Przylebski ran into rejections by Berlin theaters in October when he tried to screen "Smolensk," a movie that claims the 2010 crash that killed then-President Lech Kaczynski was not an accident but a plot- denied by Russia.

Under Prime Minister Beata Szydlo, Poland's right-wing government lead by the Law and Justice (PiS) and its chairman Jaroslaw Kaczynski - the late president's brother - touts a moral revolution.

Protest in open letter

TAZ said an open letter challenging Wielga-Skolimowska's dismissal had been signed by senior officials of Berlin institutions, including its Jewish Museum, Berlin's Festspiele cultural center, and the foundation for the Memorial to the Murdered Jews of Europe, located near the Brandenburg Gate.
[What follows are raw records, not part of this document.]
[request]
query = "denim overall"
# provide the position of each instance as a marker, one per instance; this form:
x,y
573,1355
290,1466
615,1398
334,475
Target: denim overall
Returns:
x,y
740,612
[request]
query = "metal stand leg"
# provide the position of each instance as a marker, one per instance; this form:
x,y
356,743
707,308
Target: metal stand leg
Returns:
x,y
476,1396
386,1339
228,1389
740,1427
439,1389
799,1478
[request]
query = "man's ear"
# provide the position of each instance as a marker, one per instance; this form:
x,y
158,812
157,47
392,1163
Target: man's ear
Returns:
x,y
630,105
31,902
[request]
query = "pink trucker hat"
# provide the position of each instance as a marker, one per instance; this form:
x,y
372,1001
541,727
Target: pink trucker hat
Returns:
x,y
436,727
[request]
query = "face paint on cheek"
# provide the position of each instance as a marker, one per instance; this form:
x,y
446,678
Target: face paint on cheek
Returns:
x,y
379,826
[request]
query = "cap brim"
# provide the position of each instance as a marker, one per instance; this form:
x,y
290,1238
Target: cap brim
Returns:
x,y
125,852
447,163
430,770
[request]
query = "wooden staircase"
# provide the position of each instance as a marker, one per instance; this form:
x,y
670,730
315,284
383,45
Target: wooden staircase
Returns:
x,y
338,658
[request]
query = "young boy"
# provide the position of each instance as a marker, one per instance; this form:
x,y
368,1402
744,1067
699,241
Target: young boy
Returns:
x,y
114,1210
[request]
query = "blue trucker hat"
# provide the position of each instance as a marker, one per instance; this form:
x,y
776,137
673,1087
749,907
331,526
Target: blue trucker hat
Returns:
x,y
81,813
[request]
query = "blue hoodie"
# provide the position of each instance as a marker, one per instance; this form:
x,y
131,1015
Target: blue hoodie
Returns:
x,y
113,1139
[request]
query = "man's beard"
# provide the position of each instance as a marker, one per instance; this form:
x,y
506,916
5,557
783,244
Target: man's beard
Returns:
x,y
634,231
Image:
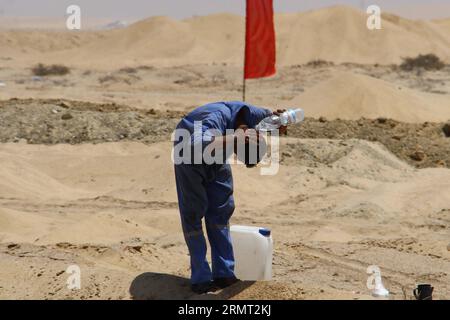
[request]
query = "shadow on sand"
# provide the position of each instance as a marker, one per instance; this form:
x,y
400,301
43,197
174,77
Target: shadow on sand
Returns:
x,y
160,286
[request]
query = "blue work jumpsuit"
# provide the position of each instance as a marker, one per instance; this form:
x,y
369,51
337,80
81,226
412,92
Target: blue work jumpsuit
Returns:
x,y
207,191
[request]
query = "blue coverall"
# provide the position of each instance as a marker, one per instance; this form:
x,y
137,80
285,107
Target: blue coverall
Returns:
x,y
207,191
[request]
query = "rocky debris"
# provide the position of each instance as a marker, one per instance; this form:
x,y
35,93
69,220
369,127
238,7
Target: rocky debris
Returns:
x,y
418,155
66,116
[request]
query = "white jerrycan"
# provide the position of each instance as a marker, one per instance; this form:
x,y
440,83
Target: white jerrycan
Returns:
x,y
253,250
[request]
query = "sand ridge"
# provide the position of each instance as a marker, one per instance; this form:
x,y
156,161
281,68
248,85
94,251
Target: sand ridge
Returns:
x,y
337,34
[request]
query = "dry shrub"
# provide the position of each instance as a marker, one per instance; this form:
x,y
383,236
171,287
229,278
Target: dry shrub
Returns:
x,y
427,62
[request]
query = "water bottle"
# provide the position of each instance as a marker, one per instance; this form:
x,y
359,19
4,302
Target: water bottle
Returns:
x,y
273,122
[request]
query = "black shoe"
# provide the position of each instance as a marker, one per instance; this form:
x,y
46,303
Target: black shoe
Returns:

Inside Europe: Poland protests educational reforms

Under Wielga-Skolimowska's tenure since 2013 the institute had presented Poland well and on various levels, said Marcin Piekoszewski of the German-Polish book outlet Buchbund.

The Frankfurter Rundschau reported Wielga-Skolimowska's contract would have run until mid-2017. Instead, she had been told to leave her bureau and vacate her apartment by the end of December, it reported.

'Cultural battle'

In September, shortly after taking office in Berlin, Ambassador Przylebski told the news agency AFP that the EU was engaged in a "cultural battle," that had swung  from "multi-culti" [multiculturalism] to what he welcomed as a "return to traditionalism and a certain conservatism."

He accused German media and politicians of previously failing to make efforts to understand the situation in Poland.

Interviewed by Berlin's "Tagesspiegel" newspaper in June, Wielga-Skolimowska was asked whether her work had changed since government clamps on Polish television and theaters. 

"We continue to run our program as we had planned it," replied the theater studies graduate. 

She said topics nominated by Warsaw must be cleverly implemented to meet local expectations.

"In our case it is Berlin and Germany. It must be interesting for our public here," said Wielga-Skolimowska.